Carey Henley

No. 26
- Positions: Halfback, Return specialist

Personal information
- Born: September 8, 1936 West Point, Mississippi, U.S.
- Died: April 15, 2013 (aged 76) East Ridge, Tennessee, U.S.
- Listed height: 5 ft 10 in (1.78 m)
- Listed weight: 201 lb (91 kg)

Career information
- High school: West Point (West Point, MS)
- College: Chattanooga
- NFL draft: 1962: 21st round, 164th overall pick

Career history
- Buffalo Bills (1962);

Awards and highlights
- Second-team Little All-American (1961);

Career NFL statistics
- Rushing yards: 2
- Kickoff return yards: 90
- Stats at Pro Football Reference

= Carey Henley =

American football player and coach (1936–2013)

Carey Ernest Henley (September 24, 1936 – April 15, 2013) was an American professional football player and coach.
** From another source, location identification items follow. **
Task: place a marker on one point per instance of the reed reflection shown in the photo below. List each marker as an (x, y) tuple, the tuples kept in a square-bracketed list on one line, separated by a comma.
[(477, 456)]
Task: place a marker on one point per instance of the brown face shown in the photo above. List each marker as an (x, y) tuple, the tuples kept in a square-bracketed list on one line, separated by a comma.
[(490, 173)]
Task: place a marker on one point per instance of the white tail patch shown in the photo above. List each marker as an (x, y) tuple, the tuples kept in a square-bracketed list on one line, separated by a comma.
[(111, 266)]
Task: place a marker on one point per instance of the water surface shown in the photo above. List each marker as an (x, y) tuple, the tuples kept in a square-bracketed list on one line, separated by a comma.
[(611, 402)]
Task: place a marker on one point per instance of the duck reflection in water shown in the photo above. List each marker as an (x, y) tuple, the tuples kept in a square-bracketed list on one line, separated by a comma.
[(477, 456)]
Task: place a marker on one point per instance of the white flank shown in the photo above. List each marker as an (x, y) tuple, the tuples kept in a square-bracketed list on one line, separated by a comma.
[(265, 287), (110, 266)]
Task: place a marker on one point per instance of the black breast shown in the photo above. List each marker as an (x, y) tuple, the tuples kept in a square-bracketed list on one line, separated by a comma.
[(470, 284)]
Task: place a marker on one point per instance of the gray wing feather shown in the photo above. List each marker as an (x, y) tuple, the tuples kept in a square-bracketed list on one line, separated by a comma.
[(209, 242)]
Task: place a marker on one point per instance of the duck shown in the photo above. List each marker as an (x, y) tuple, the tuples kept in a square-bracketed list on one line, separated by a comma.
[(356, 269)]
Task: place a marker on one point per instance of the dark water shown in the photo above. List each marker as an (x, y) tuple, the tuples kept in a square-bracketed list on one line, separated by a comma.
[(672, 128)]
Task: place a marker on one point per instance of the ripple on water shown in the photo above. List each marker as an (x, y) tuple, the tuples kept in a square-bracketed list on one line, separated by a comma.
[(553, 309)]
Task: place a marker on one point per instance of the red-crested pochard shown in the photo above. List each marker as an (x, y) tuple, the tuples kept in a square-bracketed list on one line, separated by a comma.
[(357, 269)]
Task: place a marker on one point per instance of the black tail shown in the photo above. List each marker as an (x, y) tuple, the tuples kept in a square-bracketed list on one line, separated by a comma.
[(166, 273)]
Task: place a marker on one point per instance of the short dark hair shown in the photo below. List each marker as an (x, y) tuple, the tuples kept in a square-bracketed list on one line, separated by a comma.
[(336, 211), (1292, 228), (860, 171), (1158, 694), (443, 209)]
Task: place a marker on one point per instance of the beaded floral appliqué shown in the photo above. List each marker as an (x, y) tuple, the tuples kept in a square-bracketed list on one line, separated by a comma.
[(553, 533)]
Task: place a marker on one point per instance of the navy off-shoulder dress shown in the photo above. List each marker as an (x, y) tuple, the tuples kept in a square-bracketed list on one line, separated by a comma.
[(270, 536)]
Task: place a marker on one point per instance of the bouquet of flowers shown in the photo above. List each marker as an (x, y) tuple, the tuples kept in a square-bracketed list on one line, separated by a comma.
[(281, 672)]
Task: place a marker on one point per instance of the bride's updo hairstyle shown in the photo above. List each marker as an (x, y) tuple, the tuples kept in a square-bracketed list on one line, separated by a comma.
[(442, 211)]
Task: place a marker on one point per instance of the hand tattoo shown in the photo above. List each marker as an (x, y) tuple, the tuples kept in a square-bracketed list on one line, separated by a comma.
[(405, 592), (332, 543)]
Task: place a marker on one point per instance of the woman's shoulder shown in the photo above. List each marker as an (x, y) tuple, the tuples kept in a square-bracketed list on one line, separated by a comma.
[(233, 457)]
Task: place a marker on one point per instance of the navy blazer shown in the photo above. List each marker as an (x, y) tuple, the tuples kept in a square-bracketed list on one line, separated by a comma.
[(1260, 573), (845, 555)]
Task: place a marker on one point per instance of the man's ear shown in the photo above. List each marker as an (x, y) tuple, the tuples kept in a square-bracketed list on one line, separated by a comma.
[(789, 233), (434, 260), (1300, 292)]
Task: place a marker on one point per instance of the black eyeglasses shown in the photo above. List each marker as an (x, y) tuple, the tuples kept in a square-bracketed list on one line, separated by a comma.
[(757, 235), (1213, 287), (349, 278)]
Henley was born on September 24, 1936, in West Point, Mississippi, where he graduated from West Point High School in 1955. He served two years in the United States Marine Corps, where he played football for Camp LeJeune. He attended the University of Tennessee at Chattanooga, where he was captain of the 1961 Chattanooga Moccasins football team. In 1962, he played in one game in the American Football League (AFL) for the Buffalo Bills on September 30 against the Dallas Texans. Henley died on April 15, 2013.

Henley earned a master's degree from Middle Tennessee State University. He worked for the public schools of Chattanooga, Tennessee for 30 years, coaching and teaching at Kirkman Technical High School, Brainerd High School and Tyner High School.